Spreadin' the glove: TSA infecting U.S.?

Spreadin' the glove: TSA infecting U.S.?

Latex coverings 'have been in crotches, armpits, touching people who may be ill'

By Bob Unruh
© 2011 WorldNetDaily

Those latex gloves Transportation Security Administration agents wear while giving airline passengers those infamous full-body pat-downs apparently aren't there for the safety and security of passengers – only the TSA agents.

That's the word being discussed on dozens of online forums and postings after it was noted that the agents wear the same gloves to pat down dozens, perhaps hundreds, of passengers, not changing them even though the Centers for Disease Control in its online writings has emphasized the important of clean hands to prevent the exchange of loathsome afflictions.

"Herpes via latex glove ... ewwww," wrote one participant on the independence-minded AR15 website forum.

Responding to the question, "Does the TSA change latex gloves after each sexual assault?" another wrote on the same forum, "I seriously doubt it.

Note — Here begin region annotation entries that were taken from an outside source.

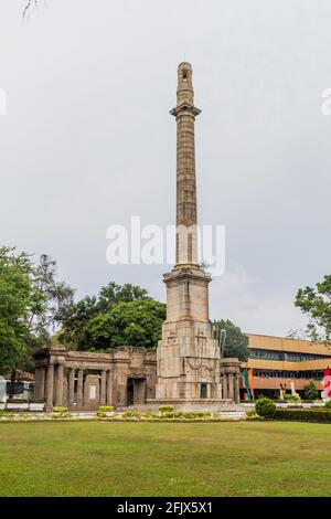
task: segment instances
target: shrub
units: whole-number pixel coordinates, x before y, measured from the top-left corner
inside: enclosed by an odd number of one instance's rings
[[[67,413],[67,407],[53,407],[53,413]]]
[[[303,398],[306,400],[316,400],[320,395],[319,390],[313,382],[309,382],[303,389]]]
[[[277,409],[276,420],[288,420],[295,422],[320,422],[331,423],[331,411],[321,409]]]
[[[70,419],[71,413],[68,412],[67,407],[53,407],[52,419],[54,420],[62,420],[62,419]]]
[[[140,420],[141,413],[140,411],[126,411],[125,413],[122,413],[121,417],[124,420]]]
[[[256,416],[256,411],[254,409],[246,411],[246,416],[248,419]]]
[[[111,413],[114,411],[113,405],[100,405],[99,406],[99,412],[100,413]]]
[[[255,404],[255,411],[259,416],[273,419],[276,413],[276,404],[270,399],[259,399]]]
[[[174,410],[173,405],[160,405],[160,413],[171,413]]]
[[[0,419],[13,419],[14,414],[10,411],[0,411]]]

Gloves are for their protection, not yours."

In fact, TSA officials in both national and regional offices declined to respond to WND inquiries about the policy for changing gloves to prevent an infection that may be on the clothes or body of one passenger during a pat-down by TSA agents from being transmitted to other passengers, including children, in line.

Martha Donahue in a commentary at Resistnet said she'd spent 30 years in the medical industry. "For those of you who fly and opt for the 'pat down,' you need to demand the TSA thugs change their gloves. I've been watching on the news how they operate. People are being searched [with] dirty gloves ... gloves that have been in crotches, armpits, touching people who may be ill, people who pick their noses. Do you want those gloves touching you?

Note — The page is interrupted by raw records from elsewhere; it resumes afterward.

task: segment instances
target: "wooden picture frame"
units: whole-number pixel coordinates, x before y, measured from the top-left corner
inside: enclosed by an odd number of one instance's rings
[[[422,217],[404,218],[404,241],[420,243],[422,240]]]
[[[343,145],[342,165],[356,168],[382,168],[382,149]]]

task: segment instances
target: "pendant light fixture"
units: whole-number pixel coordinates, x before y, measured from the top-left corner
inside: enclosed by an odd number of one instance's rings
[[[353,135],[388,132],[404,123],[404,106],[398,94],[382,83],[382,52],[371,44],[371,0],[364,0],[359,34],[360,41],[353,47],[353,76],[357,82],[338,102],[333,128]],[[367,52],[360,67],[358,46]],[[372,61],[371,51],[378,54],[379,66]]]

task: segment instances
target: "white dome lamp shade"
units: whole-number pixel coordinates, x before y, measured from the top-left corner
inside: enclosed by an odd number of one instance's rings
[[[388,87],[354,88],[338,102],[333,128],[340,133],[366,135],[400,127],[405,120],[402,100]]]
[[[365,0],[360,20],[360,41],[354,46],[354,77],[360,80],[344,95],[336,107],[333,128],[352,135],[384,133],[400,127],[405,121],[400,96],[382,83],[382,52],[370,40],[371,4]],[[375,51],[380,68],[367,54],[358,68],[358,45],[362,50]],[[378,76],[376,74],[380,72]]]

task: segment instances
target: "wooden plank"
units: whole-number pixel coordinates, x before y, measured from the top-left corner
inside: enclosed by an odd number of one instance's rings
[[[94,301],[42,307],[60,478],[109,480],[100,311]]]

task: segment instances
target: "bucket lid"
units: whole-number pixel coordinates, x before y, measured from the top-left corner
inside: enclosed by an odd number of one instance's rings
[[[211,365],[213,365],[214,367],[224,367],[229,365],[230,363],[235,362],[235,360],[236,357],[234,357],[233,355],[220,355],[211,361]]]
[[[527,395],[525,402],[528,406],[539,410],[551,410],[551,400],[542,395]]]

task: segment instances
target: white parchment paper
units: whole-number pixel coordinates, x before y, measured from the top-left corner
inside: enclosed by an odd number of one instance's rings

"These thugs are protecting themselves from you. You need to be protected from them," she wrote. "In a hospital, nursing home, in-home care, or even labs, that would never even be considered an option."

ABC reported one of its news employees documented how a TSA worker reached inside her underwear.

"The woman who checked me reached her hands inside my underwear and felt her way around," the ABC employee said in the network's report. "It was basically worse than going to the gynecologist. It was embarrassing. It was demeaning. It was inappropriate."
Asked today about the possibility of contamination being spread from one passenger to another on the gloves of TSA agents, a spokesman for the CDC bailed.

"Please contact the Dept of Homeland Security and/or TSA on this issue," the spokesman told WND.

But in its online writings, the CDC repeatedly makes clear the importance of maintaining clean hands to avoid such transmission of communicable and contagious afflictions.

Dr. Julie Gerberding, at the time the chief of the CDC, said during a special presentation on hand cleanliness, "We know that hand hygiene is a critical component of safe and healthy health care."

At the same time, Dr. John Boyce, lead author of the organization's hand-washing guidelines and the chairman of the Hand Hygiene Task Force, said, "There's a large study that was conducted at the University of Geneva Hospital in Switzerland where they demonstrated significant improvement in the adherence of health care workers to hand hygiene practices and they also showed that the incidence of antibiotic resistance to staph infections went down and that the overall prevalence of health care-acquired infections went down ... ."

Suggested Gerberding in the context of health care, "Hand hygiene saves lives. We're recommending a comprehensive evidence-based approach in hospitals that consists of handwashing with soap and water when the goal is to remove unsightly debris; hand alcohol preps for enhancing appearance and reducing bacterial counts; and gloving when people have contact with blood or other body fluids in accordance with universal precautions."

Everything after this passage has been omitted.